Stereotipi sull’islam

di Patrizia Khadija Dal Monte

mar 15th, 2010

Pubblicato nel settimanale Carta.

Ogni tempo è segnato da pregiudizi «elettivi» così «naturali» da non avere contorni e frazionarsi in millepiccoli fatti «storici» e «motivati». Pare quasi che l’essere umano abbia bisogno di trovare dei punti di sfogo di problemi insoluti e frustrazioni individuali e collettive individuando nelle maglie della storia un capro espiatorio. L’ islam e i musulmani sono stati eletti indubbiamente in questo tempo a pregiudizio, assumendo un’aurea di pericolosità e ignoranza «a prescindere». Gli stereotipi funzionano. Esaminiamone alcuni:

1)L’islam è una religione maschilista.
Per dare un risposta, bisogna operare prima di tutto una distinzione tra religione e cultura e tra testi e interpretazione. Se possiamo parlare della presenza di elementi maschilisti nelle società e nella mentalità di persone che si riferiscono alla religione islamica, non è corretto derivare ciò dalla religione stessa. Prova di ciò è che la posizione della donna in tali contesti è sorprendentemente simile a quella di quasi tutte le società pre-industriali. Il secondo elemento di cui tener conto è quello della interpretazione dei testi. Esiste nel mondo islamico una pluralità di interpretazioni ignorata da chi ha interesse a fomentare il pregiudizio.

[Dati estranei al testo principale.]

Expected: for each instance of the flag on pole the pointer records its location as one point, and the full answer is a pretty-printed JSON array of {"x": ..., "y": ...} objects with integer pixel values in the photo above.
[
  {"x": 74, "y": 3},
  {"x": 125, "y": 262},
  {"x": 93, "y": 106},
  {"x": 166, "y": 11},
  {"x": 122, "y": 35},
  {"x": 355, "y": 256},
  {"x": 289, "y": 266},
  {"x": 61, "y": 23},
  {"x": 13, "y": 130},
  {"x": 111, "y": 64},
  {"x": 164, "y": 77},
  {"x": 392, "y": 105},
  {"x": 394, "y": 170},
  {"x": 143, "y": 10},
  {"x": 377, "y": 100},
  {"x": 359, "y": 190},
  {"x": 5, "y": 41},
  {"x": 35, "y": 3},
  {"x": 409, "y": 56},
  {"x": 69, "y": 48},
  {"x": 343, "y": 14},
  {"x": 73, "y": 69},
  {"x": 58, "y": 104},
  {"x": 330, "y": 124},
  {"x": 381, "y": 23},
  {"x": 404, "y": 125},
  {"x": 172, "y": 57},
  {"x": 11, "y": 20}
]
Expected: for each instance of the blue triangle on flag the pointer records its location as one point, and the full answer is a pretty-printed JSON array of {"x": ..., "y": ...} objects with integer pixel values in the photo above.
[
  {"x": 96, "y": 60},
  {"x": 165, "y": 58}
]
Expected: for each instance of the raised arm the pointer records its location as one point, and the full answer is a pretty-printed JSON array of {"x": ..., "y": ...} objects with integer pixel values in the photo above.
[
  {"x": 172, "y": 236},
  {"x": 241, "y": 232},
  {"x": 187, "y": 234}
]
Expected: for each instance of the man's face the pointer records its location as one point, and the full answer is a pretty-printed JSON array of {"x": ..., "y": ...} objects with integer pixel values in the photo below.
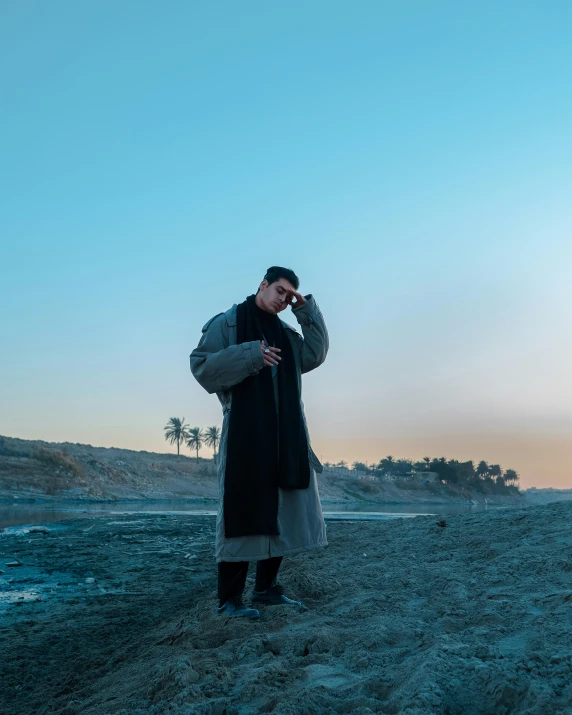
[{"x": 274, "y": 297}]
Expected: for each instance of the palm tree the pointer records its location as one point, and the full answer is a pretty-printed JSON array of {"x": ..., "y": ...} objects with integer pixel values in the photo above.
[
  {"x": 511, "y": 476},
  {"x": 212, "y": 438},
  {"x": 195, "y": 439},
  {"x": 176, "y": 431},
  {"x": 482, "y": 469},
  {"x": 495, "y": 470}
]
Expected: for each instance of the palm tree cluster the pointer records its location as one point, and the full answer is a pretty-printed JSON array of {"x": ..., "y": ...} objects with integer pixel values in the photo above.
[
  {"x": 177, "y": 432},
  {"x": 479, "y": 476}
]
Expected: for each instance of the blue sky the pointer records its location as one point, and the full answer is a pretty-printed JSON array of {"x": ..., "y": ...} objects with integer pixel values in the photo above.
[{"x": 411, "y": 161}]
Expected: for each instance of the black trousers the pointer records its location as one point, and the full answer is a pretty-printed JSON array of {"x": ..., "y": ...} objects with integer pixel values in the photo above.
[{"x": 232, "y": 577}]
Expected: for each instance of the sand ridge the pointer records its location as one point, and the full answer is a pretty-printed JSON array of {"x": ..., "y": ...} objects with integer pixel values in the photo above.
[{"x": 471, "y": 617}]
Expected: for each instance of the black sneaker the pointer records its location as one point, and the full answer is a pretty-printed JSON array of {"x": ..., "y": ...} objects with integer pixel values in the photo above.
[
  {"x": 237, "y": 609},
  {"x": 274, "y": 596}
]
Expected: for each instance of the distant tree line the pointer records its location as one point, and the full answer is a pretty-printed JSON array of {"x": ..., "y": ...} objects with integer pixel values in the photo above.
[
  {"x": 450, "y": 471},
  {"x": 179, "y": 433}
]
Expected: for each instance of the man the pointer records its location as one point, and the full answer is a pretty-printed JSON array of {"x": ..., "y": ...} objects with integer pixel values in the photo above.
[{"x": 269, "y": 505}]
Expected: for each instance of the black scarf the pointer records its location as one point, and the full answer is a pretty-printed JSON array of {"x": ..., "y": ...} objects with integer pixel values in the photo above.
[{"x": 267, "y": 448}]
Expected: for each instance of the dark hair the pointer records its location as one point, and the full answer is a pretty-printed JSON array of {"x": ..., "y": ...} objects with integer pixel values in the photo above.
[{"x": 275, "y": 273}]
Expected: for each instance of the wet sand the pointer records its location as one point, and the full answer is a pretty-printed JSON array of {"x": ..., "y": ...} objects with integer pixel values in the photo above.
[{"x": 118, "y": 615}]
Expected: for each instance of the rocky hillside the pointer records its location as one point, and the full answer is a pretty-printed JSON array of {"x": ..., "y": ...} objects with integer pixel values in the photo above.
[{"x": 45, "y": 470}]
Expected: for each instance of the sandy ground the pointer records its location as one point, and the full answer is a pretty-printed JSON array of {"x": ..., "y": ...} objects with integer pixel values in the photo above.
[{"x": 118, "y": 616}]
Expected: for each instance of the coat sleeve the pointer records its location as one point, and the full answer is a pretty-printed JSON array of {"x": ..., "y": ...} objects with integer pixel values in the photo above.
[
  {"x": 316, "y": 342},
  {"x": 218, "y": 366}
]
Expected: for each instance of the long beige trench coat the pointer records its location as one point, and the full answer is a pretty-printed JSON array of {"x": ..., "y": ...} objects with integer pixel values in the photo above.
[{"x": 218, "y": 364}]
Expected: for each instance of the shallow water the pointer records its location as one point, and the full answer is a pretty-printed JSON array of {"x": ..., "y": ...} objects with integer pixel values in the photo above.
[{"x": 12, "y": 514}]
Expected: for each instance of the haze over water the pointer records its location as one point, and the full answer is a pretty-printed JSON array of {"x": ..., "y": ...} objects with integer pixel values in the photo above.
[{"x": 410, "y": 161}]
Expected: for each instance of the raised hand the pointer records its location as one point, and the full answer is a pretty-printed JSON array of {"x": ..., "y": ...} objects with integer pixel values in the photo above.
[
  {"x": 295, "y": 298},
  {"x": 270, "y": 354}
]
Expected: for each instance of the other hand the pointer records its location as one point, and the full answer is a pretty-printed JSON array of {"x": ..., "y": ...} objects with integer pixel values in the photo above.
[
  {"x": 271, "y": 357},
  {"x": 296, "y": 299}
]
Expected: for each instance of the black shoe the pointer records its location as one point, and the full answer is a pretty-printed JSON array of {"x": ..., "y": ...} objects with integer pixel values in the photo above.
[
  {"x": 274, "y": 596},
  {"x": 238, "y": 609}
]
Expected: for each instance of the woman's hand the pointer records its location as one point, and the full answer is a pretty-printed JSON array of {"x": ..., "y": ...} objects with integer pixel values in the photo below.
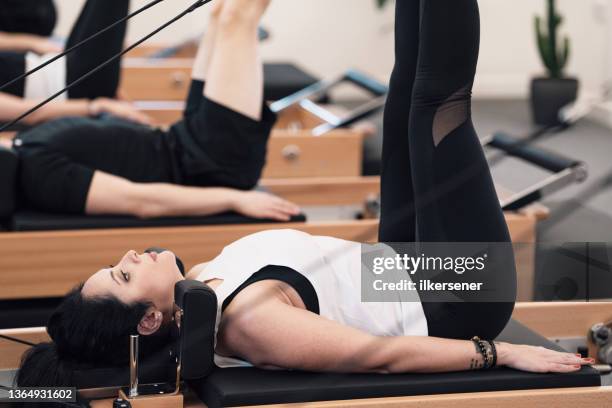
[
  {"x": 124, "y": 110},
  {"x": 42, "y": 46},
  {"x": 263, "y": 205},
  {"x": 539, "y": 359}
]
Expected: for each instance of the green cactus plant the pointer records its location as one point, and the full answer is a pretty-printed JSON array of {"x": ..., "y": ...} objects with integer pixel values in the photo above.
[{"x": 554, "y": 57}]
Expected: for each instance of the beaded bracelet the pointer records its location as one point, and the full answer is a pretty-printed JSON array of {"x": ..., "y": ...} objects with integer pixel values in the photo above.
[
  {"x": 486, "y": 350},
  {"x": 494, "y": 351}
]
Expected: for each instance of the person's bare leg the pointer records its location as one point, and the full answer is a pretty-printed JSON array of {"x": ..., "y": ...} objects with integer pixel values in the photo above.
[
  {"x": 235, "y": 75},
  {"x": 207, "y": 45}
]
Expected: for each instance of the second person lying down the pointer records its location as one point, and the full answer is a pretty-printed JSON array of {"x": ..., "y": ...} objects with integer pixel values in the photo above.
[{"x": 204, "y": 164}]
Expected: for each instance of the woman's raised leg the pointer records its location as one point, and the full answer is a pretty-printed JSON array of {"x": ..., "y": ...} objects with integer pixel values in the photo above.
[
  {"x": 455, "y": 198},
  {"x": 235, "y": 76},
  {"x": 398, "y": 217}
]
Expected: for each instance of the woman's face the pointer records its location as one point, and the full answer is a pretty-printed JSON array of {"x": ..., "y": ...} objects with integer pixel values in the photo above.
[{"x": 138, "y": 278}]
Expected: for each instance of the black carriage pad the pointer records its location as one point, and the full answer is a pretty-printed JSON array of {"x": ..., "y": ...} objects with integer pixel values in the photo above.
[
  {"x": 250, "y": 386},
  {"x": 25, "y": 221},
  {"x": 284, "y": 79}
]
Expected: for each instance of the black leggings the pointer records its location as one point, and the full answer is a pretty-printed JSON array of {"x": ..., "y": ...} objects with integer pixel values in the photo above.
[
  {"x": 436, "y": 183},
  {"x": 96, "y": 15}
]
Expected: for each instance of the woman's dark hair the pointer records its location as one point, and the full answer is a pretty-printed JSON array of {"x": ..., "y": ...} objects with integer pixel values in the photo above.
[{"x": 85, "y": 332}]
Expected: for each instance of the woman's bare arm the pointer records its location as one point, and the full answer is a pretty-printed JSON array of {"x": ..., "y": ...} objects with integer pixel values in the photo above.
[
  {"x": 270, "y": 333},
  {"x": 110, "y": 194},
  {"x": 27, "y": 42}
]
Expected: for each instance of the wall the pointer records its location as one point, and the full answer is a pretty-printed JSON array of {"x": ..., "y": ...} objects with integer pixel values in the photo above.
[{"x": 328, "y": 36}]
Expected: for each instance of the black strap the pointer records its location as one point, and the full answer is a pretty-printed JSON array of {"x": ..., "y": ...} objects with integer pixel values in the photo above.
[
  {"x": 77, "y": 46},
  {"x": 15, "y": 340},
  {"x": 196, "y": 5}
]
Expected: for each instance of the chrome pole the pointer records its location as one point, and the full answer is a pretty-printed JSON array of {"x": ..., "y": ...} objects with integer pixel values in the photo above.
[{"x": 133, "y": 366}]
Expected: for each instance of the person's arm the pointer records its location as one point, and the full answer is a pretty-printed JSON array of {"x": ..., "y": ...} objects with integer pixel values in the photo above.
[
  {"x": 110, "y": 194},
  {"x": 12, "y": 107},
  {"x": 274, "y": 334},
  {"x": 27, "y": 42}
]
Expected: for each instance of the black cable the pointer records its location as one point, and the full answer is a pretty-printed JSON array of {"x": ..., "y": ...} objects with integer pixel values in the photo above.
[
  {"x": 76, "y": 46},
  {"x": 193, "y": 7},
  {"x": 13, "y": 339}
]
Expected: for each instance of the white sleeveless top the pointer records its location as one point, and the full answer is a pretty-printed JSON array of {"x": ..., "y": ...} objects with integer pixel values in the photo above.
[
  {"x": 332, "y": 266},
  {"x": 47, "y": 81}
]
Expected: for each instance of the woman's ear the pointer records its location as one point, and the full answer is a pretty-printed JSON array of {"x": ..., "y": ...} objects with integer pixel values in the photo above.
[{"x": 151, "y": 322}]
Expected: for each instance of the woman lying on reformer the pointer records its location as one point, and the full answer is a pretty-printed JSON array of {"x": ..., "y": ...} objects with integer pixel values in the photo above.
[
  {"x": 290, "y": 300},
  {"x": 91, "y": 97},
  {"x": 203, "y": 165}
]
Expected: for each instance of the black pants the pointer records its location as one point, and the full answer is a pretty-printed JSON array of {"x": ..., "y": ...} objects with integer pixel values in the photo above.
[
  {"x": 436, "y": 184},
  {"x": 213, "y": 146},
  {"x": 96, "y": 15},
  {"x": 28, "y": 16}
]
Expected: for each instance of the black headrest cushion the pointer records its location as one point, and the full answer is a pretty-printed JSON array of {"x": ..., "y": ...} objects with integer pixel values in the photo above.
[
  {"x": 8, "y": 177},
  {"x": 179, "y": 263},
  {"x": 198, "y": 303}
]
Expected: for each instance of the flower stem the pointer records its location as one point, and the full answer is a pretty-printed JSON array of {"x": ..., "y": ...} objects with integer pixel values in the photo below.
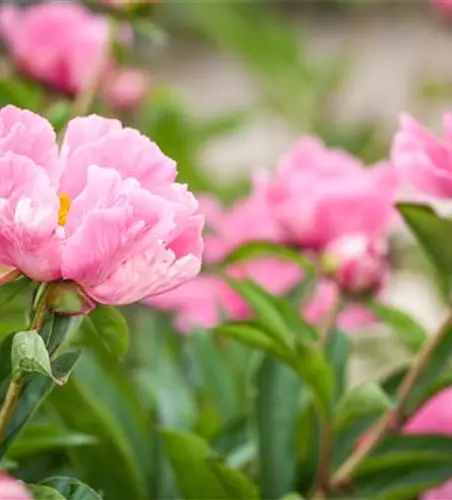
[
  {"x": 17, "y": 382},
  {"x": 330, "y": 319},
  {"x": 344, "y": 472},
  {"x": 12, "y": 395}
]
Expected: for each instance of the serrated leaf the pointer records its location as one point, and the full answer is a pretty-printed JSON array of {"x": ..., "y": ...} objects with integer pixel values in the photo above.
[
  {"x": 407, "y": 329},
  {"x": 41, "y": 492},
  {"x": 367, "y": 398},
  {"x": 277, "y": 404},
  {"x": 71, "y": 489},
  {"x": 432, "y": 232},
  {"x": 36, "y": 388},
  {"x": 200, "y": 474},
  {"x": 252, "y": 334},
  {"x": 310, "y": 363},
  {"x": 29, "y": 354},
  {"x": 110, "y": 326}
]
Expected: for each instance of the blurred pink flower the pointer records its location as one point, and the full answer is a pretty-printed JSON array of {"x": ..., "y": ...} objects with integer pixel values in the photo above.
[
  {"x": 423, "y": 160},
  {"x": 104, "y": 211},
  {"x": 358, "y": 265},
  {"x": 202, "y": 301},
  {"x": 443, "y": 7},
  {"x": 434, "y": 417},
  {"x": 12, "y": 489},
  {"x": 354, "y": 317},
  {"x": 126, "y": 88},
  {"x": 320, "y": 194},
  {"x": 58, "y": 43}
]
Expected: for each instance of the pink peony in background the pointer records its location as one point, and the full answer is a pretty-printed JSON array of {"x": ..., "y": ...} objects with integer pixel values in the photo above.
[
  {"x": 434, "y": 417},
  {"x": 103, "y": 211},
  {"x": 320, "y": 194},
  {"x": 423, "y": 160},
  {"x": 202, "y": 301},
  {"x": 12, "y": 489},
  {"x": 58, "y": 43},
  {"x": 126, "y": 88}
]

Le due aree maggiori sono quella dei tradizionalisti e quella dei riformisti, i primi legati a una interpretazione letterale dei Testi o ’sacralizzazione’ delle produzioni dei sapienti precedenti, gli altri impegnati, in uno sforzo di rilettura continua del testo, in riferimento al suo senso globale, ai suoi obiettivi e al contesto.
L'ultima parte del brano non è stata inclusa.